Here’s the important caveat: crying doesn’t benefit everyone equally. Research shows that people with depression often don’t experience the mood improvement that others get from crying. In nondepressed individuals, the parasympathetic recovery response ramps up as crying winds down, creating that familiar sense of calm. In depressed individuals, this self-regulatory mechanism appears compromised. The physiological “reset” simply doesn’t happen the same way, which may explain why crying during a depressive episode can feel like it makes things worse rather than better.

Context matters enormously too. Several factors determine whether a crying episode leaves you feeling better or worse:

  • Social response: If the people around you offer comfort, you’re more likely to feel better afterward. Disapproval, awkwardness, or negative reactions from others tend to cancel out the benefits.
  • Sense of control: Crying over events that feel completely uncontrollable is less likely to bring relief than crying over situations where some resolution is possible.
  • Personality and psychological state: Your baseline mental health significantly shapes whether crying serves as emotional release or simply reinforces distress.

In other words, crying that leads to some kind of emotional resolution tends to be helpful. Crying that loops into rumination, where you cry without processing or resolving anything, can leave you feeling stuck.

Physical Side Effects of Crying

Crying can cause real, if temporary, physical discomfort. The most common complaint is a headache. Researchers have identified crying as a trigger for both tension-type headaches and migraines, likely due to changes in neurotransmitter activity and increased pressure inside the skull during intense sobbing. Sinus pressure, puffy eyes, and a stuffy nose are also typical. None of these are dangerous, but they’re unpleasant enough that people sometimes mistake the aftermath of crying for a sign that it was harmful.

Tears themselves are mildly irritating to skin with prolonged exposure. Your tears have a pH around 7 (neutral), while your skin sits closer to 5.5 or 6 (slightly acidic). A single crying episode won’t damage your skin, but if you’re crying frequently and wiping tears across your face repeatedly, the pH mismatch can cause minor irritation or dryness over time.

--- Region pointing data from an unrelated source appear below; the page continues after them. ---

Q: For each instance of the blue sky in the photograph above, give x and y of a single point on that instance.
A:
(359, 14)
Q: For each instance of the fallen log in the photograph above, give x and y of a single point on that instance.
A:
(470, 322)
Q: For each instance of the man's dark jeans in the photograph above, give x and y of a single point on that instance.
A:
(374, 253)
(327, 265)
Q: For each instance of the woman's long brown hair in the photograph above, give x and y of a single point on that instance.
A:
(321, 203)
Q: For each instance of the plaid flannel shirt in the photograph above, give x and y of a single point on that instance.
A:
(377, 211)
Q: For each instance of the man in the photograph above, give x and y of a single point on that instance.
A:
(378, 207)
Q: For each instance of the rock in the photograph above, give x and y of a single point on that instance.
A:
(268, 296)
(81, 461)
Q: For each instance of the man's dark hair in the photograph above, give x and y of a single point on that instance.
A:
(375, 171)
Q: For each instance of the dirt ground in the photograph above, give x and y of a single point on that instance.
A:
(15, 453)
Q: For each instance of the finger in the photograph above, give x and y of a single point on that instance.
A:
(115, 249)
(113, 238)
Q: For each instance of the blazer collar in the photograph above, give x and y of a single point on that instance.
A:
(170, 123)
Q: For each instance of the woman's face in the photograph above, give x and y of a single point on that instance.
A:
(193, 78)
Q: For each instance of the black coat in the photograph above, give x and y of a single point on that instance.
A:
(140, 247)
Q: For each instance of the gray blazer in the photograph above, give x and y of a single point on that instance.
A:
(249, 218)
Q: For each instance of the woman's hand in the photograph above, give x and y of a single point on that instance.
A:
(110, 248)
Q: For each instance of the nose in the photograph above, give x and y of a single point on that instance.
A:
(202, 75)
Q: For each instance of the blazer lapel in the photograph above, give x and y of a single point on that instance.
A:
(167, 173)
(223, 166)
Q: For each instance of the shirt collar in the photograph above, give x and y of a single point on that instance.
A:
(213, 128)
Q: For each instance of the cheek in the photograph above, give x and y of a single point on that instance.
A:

Holding Back Tears vs. Letting Them Flow

If crying activates a calming recovery process, suppressing it may mean missing out on that reset. The parasympathetic benefits researchers observed, slower breathing, improved heart rate variability, extended calm after the emotional peak, were specific to people who actually produced tears. Non-criers in the same emotional situations didn’t show the same prolonged parasympathetic activity. Your body appears to use the physical act of crying, particularly the production of tears and the shift in breathing, as the trigger for its own soothing response.

That doesn’t mean you need to force tears or that every situation calls for crying. But habitually suppressing the urge when it arises may prevent your nervous system from completing its natural stress-recovery cycle. Over time, that pattern of suppression could leave you carrying more unresolved physiological tension than someone who cries when the feeling comes.

How Much Crying Is Normal

There’s a wide range of normal when it comes to crying frequency. Some people cry several times a week, others a few times a year. Women generally cry more often than men, though the gap varies across cultures and appears to be influenced by both hormones (prolactin levels are higher in women) and social expectations around emotional expression.

What matters more than frequency is pattern change. If you notice you’re crying significantly more than usual, or you’re crying and consistently feel worse rather than better afterward, that shift is worth paying attention to. The absence of the typical post-cry relief is one of the patterns researchers have linked to depression, and it can serve as an early signal that something deeper is going on.